Each time I tried to climb back up our family was hit with another
hardship, and I wondered if the universe was telling me this wasn’t
meant to be.
This
last attempt- which I don’t even think was much different from the
rest, but it ended up being the final one- came to fruition because
life hit me with how short it was once again. My little sister was
thirty-seven with two young kids. She knew my characters well and
even chose my lead character’s muse for me many years before.
(Message
me, because I’m not admitting that tidbit on public media because
who am I kidding it’s turned into a fangirl crush at this point.
One I happily shared with her.)
One
December day shortly after her death the second realization came,
she’d never see me finish.
So
on January 1st, I started my manuscript over. I fine-tuned the story
for who-knows-what-number-of-times. I kept some things, added some
things, trashbinned some others.
To
make it more exciting, my computer lost my manuscript for a few days.

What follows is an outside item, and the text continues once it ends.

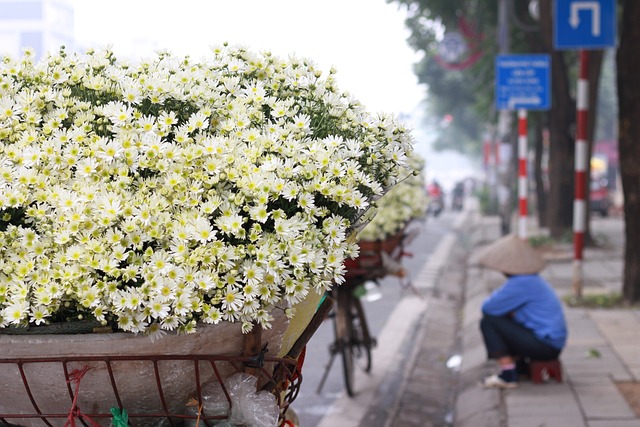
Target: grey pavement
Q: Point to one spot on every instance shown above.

My brain had been struggling to keep up on important things like
back-ups. I felt embarrassed, and like I’d been hit with a
sledgehammer of truth that maybe I just couldn’t manage this.
Then,
a friend kindly recovered my book for me, including making automatic
backing up effortless, but through the process my repetitive stress
injuries in my wrists got so bad I could barely type.
About
this time a friend approached me about a writing workshop she
believed in, Renegade
Writer’s Group. My friend T had witnessed my challenges I’d
been trying to overcome, and she graciously helped me get into the
class. Thirty days of writing 1,000 words everyday, which would just
about put me at the end of my first novel.
Since
I couldn’t type, I began handwriting everyday, then would transfer
with a speech to text program called Dragon
Naturally Speaking. There were several bumps in this process,
besides, you know writing for several hours a day, but I was getting
the word-counts in spite of them. Somehow, with the combination of
writing in my sister’s memory, committing to daily word counts that
I shared with others, doing this alongside other women writers, and
giving myself the permission to suck I managed to push through each
moment of doubt, each little voice that said how exposed this would
make me.
This
was at least thirty times I
just made that number up
more
challenging than I could have ever imagined, and really this is just
the start. There’s a list of people, blog posts, writing groups,
friends, family, books, along with healed and broken bits of myself
that contributed to the accomplishment. No matter what comes of this
manuscript, whether people love it, or hate it, or never even read
it,
I
accomplished a dream.
A big one, that took me thousands of hours and touched every area of
my life.
I’m overcoming fears. And maybe I always have, and I’ve just yet to recognize my worth.